Tout comme « la vie trouve toujours un chemin » dans Jurassic Park, le marketing arrive toujours à vendre : « On le voit bien avec le secteur de l’aviation ou automobile. On n’imagine que très rarement ne plus faire d’avions ou de voitures pour des raisons écologiques, on cherche à en faire des transports verts. Il faut sans cesse vendre », développe Pascale Hébel.

Même constat chez Philippe Moati : « Les marchés traditionnels sont saturés, il faut donc en trouver d’autres.

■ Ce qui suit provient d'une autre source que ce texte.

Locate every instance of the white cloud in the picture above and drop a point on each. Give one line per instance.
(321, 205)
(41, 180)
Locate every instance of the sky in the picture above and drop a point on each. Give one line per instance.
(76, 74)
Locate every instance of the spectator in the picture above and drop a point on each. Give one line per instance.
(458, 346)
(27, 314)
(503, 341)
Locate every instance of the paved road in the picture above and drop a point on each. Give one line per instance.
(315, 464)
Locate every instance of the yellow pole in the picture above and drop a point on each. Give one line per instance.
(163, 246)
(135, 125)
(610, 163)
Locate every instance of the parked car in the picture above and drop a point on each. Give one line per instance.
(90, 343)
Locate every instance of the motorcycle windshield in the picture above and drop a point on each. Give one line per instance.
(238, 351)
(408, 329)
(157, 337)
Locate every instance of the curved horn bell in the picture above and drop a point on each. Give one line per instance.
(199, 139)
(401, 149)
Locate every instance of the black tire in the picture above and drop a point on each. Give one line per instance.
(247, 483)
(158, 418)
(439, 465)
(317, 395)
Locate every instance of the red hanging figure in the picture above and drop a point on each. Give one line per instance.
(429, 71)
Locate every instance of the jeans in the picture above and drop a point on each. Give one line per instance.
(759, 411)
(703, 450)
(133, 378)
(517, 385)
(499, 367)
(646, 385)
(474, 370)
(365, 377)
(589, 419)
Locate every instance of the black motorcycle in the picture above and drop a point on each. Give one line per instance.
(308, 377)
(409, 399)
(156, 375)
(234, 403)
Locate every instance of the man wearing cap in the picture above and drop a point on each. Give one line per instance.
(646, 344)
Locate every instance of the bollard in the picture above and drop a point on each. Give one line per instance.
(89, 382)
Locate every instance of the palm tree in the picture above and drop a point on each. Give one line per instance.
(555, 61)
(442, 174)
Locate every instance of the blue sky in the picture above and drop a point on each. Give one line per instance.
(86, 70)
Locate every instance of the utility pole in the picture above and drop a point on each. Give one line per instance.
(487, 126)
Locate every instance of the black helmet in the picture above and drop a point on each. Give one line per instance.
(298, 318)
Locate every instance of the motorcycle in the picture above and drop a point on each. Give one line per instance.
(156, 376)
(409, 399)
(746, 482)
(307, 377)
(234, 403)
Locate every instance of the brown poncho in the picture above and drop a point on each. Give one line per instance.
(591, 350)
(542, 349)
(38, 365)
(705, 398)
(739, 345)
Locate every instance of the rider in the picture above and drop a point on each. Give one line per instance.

Quitte à vendre du vide donc. » Il prend l’exemple des NFT et du Métaverse, où il s’agit – pour faire très grossier - de vendre des objets n’existant tout simplement pas. « Ce qui compte, c’est de créer de la valeur, de la vente, du commerce. Il faut toujours de nouveaux marchés, que la machine continue de tourner, et même de croître », continue l’expert.

Y a-t-il une limite à cela, et n’arrive-t-on pas au bout de la logique lorsqu’on finit par vendre du vide ? « C’est le propre du marché : nous vendre des réponses à des besoins auxquels on n’aurait même pas pensé sans lui », sourit Dominique Roux. Attention néanmoins à l’indigestion prévient Philippe Moati : « Au-delà des revendications militantes, on note une perte d’appétence de l’achat en Occident. La plupart des gens ont déjà tellement, cela perd de son sens, malgré les efforts du marketing. » Après l’achat de vide, le consommateur va peut-être finir par connaître le vide d’acheter.